Methods: Single-cell RNA sequencing (scRNA-seq) was applied to analyze peripheral blood mononuclear cells (PBMCs) from 7 individuals, including 2 healthy controls (HC), 2 LTBI patients, and 3 ATB patients. We identified T-cell-associated metabolic differentially expressed genes (TCM-DEGs) through integrated differential expression analysis and machine learning algorithms (XGBoost, SVM-RFE, and Boruta). These TCM-DEGs were then used to construct a diagnostic model and evaluate its clinical applicability.
Results: The analysis revealed significant immunological alterations in TB patients, characterized by markedly elevated monocyte/macrophage populations (p < 0.001) accompanied by reduced T and NK cell counts. Notably, LTBI cases demonstrated an intermediate CD4+/CD8+ T-cell ratio, indicative of dynamic immune homeostasis. The TB cohort exhibited increased inflammatory T-cell populations, while CD8+ T-cell-mediated MHC-I and BTLA signaling pathways were identified as key regulators of immune clearance and modulation. Transcriptomic profiling identified five metabolically significant differentially expressed genes (FHIT, MAN1C1, SLC4C7, NT5E, AKR1C3; p < 0.05) that effectively distinguish between latent tuberculosis infection (LTBI) and active tuberculosis (TB). The machine learning-driven diagnostic framework demonstrated remarkable consistency across independent validation cohorts (GSE39940, GSE39939), exhibiting AUC values spanning 0.867-0.873. Molecular subtyping analysis delineated two distinct TB phenotypes: an immune-activated M1 macrophage-dominant subtype and a CD8 + T-cell infiltrated immunophenotype. Clinical validation substantiated the differential expression patterns of T-cell-related metabolic differentially expressed genes (TCM-DEGs; p < 0.05), while the nomogram predictive model achieved exceptional discriminative capacity (C-index = 0.944), demonstrating superior clinical applicability through decision curve analysis.

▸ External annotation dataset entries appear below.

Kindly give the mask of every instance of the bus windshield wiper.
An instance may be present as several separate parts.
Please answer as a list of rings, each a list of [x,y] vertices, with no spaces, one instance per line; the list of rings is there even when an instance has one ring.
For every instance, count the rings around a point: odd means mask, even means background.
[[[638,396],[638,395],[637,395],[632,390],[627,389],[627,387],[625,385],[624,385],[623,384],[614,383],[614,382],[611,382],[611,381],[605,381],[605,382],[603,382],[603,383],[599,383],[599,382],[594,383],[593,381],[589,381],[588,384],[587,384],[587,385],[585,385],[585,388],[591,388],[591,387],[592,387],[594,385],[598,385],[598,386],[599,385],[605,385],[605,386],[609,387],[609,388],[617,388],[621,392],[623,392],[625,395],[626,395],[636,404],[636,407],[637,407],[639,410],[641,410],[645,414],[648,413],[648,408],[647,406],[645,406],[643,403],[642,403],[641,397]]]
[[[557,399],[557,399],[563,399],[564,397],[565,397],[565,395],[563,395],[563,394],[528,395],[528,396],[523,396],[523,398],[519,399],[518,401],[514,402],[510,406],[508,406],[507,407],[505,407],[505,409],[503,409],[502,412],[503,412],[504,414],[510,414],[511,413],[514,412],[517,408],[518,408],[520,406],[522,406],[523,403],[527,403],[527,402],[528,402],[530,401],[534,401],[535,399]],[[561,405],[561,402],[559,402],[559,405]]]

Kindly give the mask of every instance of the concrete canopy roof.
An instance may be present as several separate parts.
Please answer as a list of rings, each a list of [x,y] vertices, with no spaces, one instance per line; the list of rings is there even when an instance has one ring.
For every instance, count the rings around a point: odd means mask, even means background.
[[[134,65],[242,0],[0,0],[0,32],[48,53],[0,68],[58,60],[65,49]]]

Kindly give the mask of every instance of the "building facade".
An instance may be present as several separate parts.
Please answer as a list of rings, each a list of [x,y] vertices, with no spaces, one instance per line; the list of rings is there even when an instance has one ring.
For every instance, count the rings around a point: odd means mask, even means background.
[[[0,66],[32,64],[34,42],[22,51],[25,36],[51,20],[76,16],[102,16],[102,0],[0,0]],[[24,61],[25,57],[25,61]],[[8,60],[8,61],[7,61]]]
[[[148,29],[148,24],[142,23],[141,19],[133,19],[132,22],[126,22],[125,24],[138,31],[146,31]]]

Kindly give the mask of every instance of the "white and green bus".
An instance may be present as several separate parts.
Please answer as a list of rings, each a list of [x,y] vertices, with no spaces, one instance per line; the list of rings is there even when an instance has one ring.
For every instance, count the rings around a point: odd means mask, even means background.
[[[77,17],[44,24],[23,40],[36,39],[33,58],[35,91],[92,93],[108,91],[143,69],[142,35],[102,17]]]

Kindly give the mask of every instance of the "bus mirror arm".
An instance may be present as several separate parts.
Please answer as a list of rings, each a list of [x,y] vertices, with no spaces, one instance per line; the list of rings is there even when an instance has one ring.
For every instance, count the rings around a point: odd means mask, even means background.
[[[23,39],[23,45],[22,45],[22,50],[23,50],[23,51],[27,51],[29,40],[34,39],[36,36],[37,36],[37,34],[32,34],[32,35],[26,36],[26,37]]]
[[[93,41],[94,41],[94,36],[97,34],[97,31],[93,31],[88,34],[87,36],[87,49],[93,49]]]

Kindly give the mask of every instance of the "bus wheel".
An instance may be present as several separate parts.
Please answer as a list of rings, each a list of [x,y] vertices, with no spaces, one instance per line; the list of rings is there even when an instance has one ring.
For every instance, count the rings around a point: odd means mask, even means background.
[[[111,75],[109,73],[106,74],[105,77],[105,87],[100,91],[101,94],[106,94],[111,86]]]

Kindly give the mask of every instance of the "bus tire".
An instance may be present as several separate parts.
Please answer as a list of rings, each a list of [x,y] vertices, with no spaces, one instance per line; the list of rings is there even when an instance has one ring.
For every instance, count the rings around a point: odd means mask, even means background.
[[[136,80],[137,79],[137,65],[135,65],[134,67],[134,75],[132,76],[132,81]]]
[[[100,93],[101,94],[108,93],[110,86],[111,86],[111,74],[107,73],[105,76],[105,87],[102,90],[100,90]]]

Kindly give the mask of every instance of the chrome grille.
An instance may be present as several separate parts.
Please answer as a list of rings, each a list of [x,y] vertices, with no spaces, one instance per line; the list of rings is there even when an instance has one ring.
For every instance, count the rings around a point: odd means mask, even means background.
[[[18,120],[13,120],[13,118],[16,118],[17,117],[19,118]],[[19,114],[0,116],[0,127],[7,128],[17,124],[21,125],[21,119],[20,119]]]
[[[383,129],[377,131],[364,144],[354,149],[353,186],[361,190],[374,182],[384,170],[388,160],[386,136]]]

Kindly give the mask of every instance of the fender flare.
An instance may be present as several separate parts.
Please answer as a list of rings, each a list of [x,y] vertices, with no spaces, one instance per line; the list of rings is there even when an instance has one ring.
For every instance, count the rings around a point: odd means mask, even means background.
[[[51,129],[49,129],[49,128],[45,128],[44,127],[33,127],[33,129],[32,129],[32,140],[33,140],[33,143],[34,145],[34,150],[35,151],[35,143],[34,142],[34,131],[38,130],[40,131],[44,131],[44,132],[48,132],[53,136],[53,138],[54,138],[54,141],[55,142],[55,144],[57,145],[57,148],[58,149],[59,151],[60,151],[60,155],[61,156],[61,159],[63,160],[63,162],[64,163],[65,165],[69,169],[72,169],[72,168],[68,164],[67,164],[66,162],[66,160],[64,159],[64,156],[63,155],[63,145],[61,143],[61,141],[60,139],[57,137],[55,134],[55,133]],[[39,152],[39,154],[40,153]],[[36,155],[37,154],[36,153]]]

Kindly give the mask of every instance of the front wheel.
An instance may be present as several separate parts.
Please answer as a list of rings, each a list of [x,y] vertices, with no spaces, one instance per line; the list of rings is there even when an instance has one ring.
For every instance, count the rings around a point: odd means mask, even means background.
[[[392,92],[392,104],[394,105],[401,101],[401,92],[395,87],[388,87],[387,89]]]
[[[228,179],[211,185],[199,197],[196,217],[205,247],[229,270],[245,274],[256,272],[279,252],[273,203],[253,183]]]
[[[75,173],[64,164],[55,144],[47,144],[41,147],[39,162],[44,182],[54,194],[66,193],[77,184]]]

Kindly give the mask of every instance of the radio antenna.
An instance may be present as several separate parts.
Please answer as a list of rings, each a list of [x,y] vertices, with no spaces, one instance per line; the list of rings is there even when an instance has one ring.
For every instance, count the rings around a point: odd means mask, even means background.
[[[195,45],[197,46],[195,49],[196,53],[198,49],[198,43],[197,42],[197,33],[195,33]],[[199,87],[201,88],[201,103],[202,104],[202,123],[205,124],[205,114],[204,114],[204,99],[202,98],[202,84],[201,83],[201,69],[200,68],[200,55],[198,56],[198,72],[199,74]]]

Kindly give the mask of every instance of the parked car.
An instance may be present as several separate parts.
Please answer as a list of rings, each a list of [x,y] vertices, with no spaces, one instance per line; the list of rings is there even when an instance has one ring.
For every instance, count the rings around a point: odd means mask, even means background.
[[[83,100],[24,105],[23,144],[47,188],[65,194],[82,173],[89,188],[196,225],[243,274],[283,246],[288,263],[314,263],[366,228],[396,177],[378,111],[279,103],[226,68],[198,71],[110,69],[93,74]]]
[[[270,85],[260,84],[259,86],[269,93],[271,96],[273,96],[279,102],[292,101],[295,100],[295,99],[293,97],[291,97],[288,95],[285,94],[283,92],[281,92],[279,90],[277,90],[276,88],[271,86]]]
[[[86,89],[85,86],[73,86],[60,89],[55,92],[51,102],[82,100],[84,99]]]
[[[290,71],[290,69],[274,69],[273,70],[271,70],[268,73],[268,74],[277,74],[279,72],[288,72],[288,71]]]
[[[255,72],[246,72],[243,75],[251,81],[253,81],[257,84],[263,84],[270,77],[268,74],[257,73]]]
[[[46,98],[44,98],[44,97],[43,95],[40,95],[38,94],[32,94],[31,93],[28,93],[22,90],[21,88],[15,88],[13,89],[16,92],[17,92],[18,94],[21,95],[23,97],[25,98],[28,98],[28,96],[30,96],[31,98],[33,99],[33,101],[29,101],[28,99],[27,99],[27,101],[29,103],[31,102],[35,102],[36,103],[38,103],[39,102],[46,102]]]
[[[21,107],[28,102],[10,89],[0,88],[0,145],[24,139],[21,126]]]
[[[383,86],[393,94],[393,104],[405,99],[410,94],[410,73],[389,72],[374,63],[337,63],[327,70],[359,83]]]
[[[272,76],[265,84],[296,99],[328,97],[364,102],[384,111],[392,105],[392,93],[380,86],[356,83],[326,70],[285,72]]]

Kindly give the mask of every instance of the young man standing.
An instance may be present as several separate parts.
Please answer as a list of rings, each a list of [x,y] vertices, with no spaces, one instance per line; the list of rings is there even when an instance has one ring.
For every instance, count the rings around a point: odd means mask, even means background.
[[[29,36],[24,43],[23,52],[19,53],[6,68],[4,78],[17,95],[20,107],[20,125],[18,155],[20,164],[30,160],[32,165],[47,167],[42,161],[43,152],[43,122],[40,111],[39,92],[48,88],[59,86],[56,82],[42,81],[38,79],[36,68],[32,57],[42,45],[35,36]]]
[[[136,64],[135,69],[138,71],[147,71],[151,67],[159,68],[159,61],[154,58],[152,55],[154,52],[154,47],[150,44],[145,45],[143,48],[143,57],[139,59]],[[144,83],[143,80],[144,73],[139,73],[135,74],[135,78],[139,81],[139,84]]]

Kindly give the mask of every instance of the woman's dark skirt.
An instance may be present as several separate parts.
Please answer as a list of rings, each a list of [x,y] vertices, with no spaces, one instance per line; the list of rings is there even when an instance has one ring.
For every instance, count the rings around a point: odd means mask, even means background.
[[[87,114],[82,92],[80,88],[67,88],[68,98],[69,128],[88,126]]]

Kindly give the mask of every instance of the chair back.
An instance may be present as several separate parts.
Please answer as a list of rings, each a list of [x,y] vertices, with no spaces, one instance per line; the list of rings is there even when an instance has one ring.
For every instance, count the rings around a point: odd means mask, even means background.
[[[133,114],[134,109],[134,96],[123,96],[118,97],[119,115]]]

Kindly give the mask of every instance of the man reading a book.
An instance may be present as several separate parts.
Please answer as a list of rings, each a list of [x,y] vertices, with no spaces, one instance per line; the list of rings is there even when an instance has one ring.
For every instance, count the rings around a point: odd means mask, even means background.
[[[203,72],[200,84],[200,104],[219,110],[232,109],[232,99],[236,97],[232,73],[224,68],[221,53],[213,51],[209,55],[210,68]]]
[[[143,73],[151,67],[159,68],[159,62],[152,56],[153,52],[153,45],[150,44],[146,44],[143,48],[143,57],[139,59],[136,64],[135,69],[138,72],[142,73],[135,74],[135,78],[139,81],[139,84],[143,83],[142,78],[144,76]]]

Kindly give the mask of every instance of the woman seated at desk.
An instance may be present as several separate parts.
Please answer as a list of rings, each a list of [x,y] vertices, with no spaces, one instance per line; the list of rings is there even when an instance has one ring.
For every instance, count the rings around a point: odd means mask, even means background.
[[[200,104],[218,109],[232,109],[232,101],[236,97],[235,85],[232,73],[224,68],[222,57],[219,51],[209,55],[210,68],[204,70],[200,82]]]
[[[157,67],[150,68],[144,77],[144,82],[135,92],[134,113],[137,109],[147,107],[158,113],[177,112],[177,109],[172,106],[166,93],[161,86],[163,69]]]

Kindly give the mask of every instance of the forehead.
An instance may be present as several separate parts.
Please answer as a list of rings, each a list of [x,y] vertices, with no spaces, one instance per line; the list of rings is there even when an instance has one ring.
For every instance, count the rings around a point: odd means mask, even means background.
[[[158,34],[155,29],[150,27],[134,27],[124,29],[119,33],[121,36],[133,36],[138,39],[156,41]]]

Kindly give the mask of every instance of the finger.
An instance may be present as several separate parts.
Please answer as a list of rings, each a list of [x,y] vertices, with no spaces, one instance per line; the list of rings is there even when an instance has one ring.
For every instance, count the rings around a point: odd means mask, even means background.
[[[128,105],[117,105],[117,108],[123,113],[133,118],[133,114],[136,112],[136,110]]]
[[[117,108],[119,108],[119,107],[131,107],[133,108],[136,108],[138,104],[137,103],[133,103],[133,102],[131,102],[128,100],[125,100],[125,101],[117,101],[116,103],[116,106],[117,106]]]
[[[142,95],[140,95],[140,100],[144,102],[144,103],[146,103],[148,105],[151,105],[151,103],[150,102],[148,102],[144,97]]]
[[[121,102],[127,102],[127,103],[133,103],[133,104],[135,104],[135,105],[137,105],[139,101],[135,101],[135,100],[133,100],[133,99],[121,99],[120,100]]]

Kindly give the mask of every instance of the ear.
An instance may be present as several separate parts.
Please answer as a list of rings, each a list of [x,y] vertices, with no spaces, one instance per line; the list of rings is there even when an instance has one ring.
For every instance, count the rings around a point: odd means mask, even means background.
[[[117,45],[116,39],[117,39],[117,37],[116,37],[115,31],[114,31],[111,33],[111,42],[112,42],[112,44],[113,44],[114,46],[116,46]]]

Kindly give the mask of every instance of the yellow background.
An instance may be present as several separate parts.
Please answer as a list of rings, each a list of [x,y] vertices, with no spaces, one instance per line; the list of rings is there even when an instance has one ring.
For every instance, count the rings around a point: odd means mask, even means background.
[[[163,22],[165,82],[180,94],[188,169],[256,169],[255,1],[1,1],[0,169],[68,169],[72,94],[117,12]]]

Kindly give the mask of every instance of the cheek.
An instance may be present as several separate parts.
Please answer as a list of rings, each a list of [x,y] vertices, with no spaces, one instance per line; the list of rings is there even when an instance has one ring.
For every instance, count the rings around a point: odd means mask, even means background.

Conclusions: Our findings reveal that TCM-DEGs critically regulate TB progression through immune-metabolic reprogramming and cell-cell communication networks. The developed diagnostic model and molecular subtyping strategy enable precise TB-LTBI differentiation and inform immunotherapy optimization.
Keywords: Machine learning biomarkers; Metabolic gene signatures; Molecular subtypes; T-cell metabolism; Tuberculosis.
© 2025. The Author(s).
Conflict of interest statement
Declarations. Ethics approval and consent to participate: This study has been approved by the Ethics Committee of Siyang Hospital with the approval number HY2024005. Consent for publication: Not applicable. Competing interests: The authors declare no competing interests.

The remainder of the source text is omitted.